12. Pluggable Intelligence Architecture (The "Operator Registry")

To support the vision of user-chosen, upgradeable, and FOSS models, we define a Model Registry (distinct from the code ModRegistry).

12.1 The Model Registry

  • Role: Manages available model weights, architectures, and capabilities.
  • Entries: ModelDefinition (manifest) + ModelWeights (blob).
  • Sources: Local disk, Verse (P2P), HTTP (Hugging Face/S3).

12.2 Capability Contracts

Features do not depend on specific models; they depend on Capabilities.

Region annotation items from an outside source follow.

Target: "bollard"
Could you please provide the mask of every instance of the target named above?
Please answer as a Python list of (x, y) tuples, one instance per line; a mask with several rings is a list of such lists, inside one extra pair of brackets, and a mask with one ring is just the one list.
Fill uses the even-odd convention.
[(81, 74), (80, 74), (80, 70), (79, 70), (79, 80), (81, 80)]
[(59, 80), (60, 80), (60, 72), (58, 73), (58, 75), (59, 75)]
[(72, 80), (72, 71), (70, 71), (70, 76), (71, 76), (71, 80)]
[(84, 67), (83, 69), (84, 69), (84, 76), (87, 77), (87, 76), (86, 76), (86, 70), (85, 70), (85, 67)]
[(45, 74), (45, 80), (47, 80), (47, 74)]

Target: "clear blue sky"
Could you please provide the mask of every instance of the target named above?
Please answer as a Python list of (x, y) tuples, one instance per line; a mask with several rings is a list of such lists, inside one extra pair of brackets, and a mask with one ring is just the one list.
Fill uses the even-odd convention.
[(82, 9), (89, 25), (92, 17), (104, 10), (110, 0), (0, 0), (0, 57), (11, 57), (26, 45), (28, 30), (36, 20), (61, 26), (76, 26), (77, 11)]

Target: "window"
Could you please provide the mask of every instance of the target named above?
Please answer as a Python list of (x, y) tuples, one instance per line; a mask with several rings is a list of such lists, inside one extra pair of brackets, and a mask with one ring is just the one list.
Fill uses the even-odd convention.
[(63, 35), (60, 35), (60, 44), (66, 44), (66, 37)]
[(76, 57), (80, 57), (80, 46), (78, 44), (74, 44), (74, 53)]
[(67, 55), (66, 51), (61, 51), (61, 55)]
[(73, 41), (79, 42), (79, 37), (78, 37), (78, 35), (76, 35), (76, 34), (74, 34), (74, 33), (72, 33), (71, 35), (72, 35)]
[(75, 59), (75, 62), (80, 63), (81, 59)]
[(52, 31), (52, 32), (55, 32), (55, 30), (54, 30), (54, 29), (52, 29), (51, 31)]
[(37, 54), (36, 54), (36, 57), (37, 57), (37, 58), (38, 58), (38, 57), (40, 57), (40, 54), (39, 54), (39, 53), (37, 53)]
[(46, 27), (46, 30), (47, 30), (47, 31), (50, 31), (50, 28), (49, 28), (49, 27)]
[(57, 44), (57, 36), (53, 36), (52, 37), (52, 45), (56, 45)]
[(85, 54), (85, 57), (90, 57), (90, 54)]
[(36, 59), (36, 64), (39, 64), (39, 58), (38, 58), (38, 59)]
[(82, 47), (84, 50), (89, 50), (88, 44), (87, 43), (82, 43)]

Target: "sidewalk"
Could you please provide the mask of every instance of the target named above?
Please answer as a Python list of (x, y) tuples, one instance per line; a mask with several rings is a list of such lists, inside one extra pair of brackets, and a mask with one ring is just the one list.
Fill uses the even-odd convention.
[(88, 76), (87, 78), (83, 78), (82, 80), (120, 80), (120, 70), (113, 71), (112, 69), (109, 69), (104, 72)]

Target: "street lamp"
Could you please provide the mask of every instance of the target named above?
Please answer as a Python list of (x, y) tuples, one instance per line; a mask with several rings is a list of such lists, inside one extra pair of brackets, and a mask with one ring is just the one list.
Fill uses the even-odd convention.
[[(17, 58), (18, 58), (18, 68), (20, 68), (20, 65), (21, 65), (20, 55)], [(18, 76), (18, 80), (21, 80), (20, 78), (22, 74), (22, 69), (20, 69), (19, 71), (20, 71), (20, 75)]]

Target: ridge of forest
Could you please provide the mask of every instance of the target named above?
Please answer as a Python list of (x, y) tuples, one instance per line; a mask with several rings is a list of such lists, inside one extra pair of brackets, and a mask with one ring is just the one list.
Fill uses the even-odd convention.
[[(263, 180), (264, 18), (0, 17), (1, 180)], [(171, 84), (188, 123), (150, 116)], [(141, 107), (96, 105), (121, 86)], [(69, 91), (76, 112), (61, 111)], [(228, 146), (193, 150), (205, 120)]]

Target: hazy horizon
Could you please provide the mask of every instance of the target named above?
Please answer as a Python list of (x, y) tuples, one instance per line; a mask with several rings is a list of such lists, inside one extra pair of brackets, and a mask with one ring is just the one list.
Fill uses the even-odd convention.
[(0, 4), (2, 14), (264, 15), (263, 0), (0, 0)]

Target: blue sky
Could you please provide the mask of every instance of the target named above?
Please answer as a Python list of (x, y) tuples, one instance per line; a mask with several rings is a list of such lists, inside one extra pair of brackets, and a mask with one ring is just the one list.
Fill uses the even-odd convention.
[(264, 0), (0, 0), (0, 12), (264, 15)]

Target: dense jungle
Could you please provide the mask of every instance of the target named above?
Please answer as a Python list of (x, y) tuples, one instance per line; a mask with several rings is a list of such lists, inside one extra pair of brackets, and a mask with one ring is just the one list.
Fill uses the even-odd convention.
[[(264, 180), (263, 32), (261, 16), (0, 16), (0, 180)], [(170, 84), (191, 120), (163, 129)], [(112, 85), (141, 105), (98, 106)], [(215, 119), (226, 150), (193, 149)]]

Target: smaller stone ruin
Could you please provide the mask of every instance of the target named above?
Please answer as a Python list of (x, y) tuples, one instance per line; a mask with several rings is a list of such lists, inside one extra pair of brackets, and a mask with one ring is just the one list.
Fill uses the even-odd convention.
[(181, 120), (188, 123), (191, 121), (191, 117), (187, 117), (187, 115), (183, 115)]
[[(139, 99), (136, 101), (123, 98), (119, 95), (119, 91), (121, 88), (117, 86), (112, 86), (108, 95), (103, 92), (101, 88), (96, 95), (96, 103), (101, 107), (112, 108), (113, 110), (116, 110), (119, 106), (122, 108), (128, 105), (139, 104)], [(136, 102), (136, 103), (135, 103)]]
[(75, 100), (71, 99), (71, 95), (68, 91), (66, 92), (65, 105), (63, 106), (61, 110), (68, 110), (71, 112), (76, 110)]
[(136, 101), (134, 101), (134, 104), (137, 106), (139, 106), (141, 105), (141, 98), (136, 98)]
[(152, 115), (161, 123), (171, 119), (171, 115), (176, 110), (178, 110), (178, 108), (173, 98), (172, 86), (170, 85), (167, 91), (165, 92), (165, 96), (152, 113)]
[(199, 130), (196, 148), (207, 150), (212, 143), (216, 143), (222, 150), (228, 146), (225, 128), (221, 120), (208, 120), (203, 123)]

Feature Requirement Satisfied By (Examples)
Semantic Physics capability: embedding MiniLM-L6, BGE-Micro, Bert-Large
Summarization capability: text-generation Qwen2.5-0.5B, Phi-3.5, Llama-3-8B
Smart Icons capability: vision-labeling Florence-2, Moondream

12.3 Configuration Profiles

Users select a "Intelligence Profile" that maps capabilities to specific models.

  • "Minimal FOSS" (Default): Qwen2.5-0.5B + MiniLM-L6. (~400MB RAM).
  • "Power User": Llama-3-8B + BGE-Large. (~6GB RAM).
  • "Visionary": Adds Florence-2 for image features.

12.4 The Upgrade Path

  1. Discovery: The ModelRegistry subscribes to a "Model Updates" Verse channel.
  2. Notification: "A better embedding model (MiniLM-L12) is available. Upgrade?"
  3. Hot Swap: The IntelligenceAgent unloads the old model and loads the new one. The interface (embed(text) -> Vec<f32>) remains stable.

12.5 Adapter Injection (Personalization)

This architecture enables LoRA Injection.

  • Base: User picks Qwen2.5-0.5B (Generic).
  • Adapter: User loads rust-lang.lora (from Verse).
  • Runtime: The inference engine applies the adapter weights on top of the base model.
  • Result: A personalized, domain-expert model without downloading a full fine-tune.